I am very new to Python and now I am working on a task requiring me to store rows which appears less than k times from a CSV file.
Basically the CSV file has 3 columns. First column is the part I have to consider. So for example if 'a' appeared less than 5 times in that column I need to pick out those records and store them in a new CSV file.
I managed to use panda's df['column name'].value_counts()
to count how many times each row appeared. Now I am stucking at how to actually pick out those less frequent rows and store them. I have some thoughts such as using a for loop to loop through all rows and use if to check whether certain data in the first column appears less than K times. The part I failed to figure out seems to be how to link the frequency count with certain data in that column.
Below is a screenshot of my data file example of my csv data
Any help is much appreciated! thanks guys!
You mentioned pandas, and here is a pandas approach:
import pandas as pd
# create sample data frame
data = [
(1, 2, 3),
(1, 4, 5),
(1, 6, 7),
(9, 10, 11),
(9, 12, 13),
]
df = pd.DataFrame(data, columns=('x', 'y', 'z'))

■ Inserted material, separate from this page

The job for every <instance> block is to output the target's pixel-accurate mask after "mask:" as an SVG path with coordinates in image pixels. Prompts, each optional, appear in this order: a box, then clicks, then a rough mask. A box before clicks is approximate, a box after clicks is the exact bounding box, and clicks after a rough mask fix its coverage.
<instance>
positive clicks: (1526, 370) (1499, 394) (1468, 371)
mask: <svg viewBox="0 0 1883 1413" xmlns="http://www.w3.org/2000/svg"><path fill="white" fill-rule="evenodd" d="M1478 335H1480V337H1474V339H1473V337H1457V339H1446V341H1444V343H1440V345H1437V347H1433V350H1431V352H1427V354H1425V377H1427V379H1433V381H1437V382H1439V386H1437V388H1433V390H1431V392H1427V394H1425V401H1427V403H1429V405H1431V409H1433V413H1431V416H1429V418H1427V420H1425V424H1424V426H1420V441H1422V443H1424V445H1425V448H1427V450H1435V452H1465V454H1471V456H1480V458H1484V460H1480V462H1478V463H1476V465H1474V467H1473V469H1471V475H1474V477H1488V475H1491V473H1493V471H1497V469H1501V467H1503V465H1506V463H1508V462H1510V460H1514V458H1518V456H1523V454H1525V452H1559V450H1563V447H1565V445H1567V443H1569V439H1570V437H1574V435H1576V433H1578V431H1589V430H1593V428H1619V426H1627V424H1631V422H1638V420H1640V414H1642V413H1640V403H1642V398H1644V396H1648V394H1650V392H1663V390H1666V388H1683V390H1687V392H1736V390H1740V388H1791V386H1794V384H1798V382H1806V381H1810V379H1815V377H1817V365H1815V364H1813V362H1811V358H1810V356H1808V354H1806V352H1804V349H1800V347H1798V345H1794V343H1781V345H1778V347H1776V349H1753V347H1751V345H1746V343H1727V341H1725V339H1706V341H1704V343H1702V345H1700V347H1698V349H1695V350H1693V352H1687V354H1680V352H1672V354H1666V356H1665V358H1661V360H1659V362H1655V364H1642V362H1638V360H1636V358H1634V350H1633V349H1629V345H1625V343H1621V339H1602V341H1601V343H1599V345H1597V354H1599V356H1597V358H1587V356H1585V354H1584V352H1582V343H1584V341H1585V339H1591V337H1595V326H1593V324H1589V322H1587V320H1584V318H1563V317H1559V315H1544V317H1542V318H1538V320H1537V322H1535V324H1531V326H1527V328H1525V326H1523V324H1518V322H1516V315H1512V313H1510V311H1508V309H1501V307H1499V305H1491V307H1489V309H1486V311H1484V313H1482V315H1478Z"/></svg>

# keep rows with value in column 'x' appears at most 'ceiling' times
ceiling = 2
low_freq = df['x'].value_counts().loc[lambda x: x <= ceiling].index
# use boolean mask to find rows such that 'x' is in our low_freq list
mask = df['x'].isin(low_freq)
# print results
print(df[mask])
x y z
3 9 10 11
4 9 12 13
# use df[mask].to_csv(...) to write to csv file
UPDATE:
Here is a way to 'take apart' the code above. For example, what is low_freq
? This lets you see each step in the transformation -- so you can modify / extend the approach.
df['x']
df['x'].value_counts()
df['x'].value_counts().loc[lambda x: x <= ceiling]
df['x'].value_counts().loc[lambda x: x <= ceiling].index
UPDATE 2
Evidently the filtering logic is not working as expected. Let's try a different approach:
import pandas as pd
# create sample data frame
data = [(0, 1, 2, ), (1, 1, 4, ), (2, 1, 6, ),
(3, 9, 10,), (4, 9, 12,), (5, 7, 21,)]
df = (pd.DataFrame(data, columns=('pos_id', 'device_id', 'base_mac'))
.set_index('pos_id'))
Now use groupby()
to count the number of occurrences of each device_id
. This count goes into a new column.
df['dev_id_count'] = (df.groupby('device_id')['device_id']
.transform('count'))
print(df)
device_id base_mac dev_id_count
pos_id
0 1 2 3
1 1 4 3
2 1 6 3
3 9 10 2
4 9 12 2
5 7 21 1
The last step is to filter based on this new column:
mask = df['dev_id_count'] <= 2
print(df[mask])
# output not shown, to save space